Mat sourit, sortit une pièce d’or, la lança à une serveuse et demanda à boire. La manœuvre attira l’attention de pas mal de clients, à la table et autour, ainsi que celle de Talmanes.

— Que fais-tu exactement ? Tu veux qu’on se fasse étriper quand on sortira d’ici, à moitié ivres ?

Mat se contenta de sourire. À la table d’à côté, une partie de dés était en cours. Un jeu appelé « Patte de Chat », en tout cas la nuit où on l’avait enseigné à Mat. À Ebou Dar, on le baptisait « Troisième Gemme », et au Cairhien, disait-on, on parlait de « Plumes qui Planent ». Une variante parfaite pour ce qu’il voulait faire. Un seul joueur jetait les dés, et la foule de spectateurs pariait pour ou contre lui.

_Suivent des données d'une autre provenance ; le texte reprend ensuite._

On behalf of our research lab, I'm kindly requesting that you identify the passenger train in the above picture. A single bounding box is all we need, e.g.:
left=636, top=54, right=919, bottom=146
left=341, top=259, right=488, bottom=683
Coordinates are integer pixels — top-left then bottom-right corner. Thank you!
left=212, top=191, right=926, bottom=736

Mat se leva, tira sa chaise jusqu’à la table, s’assit et lança une couronne d’or au milieu d’un cercle de bière laissé par le cul d’une chope – présentement tenue par un petit type pratiquement chauve, les rares cheveux châtain clair qui lui restaient pendant jusqu’à son col.

— Ça dérange si je joue un coup ou deux ? demanda Mat pendant que le type s’étranglait avec sa bière.

— Je… Eh bien, dit un homme à la courte barbe noire, une mise pareille, je ne sais pas si nous pouvons suivre… Hum, seigneur…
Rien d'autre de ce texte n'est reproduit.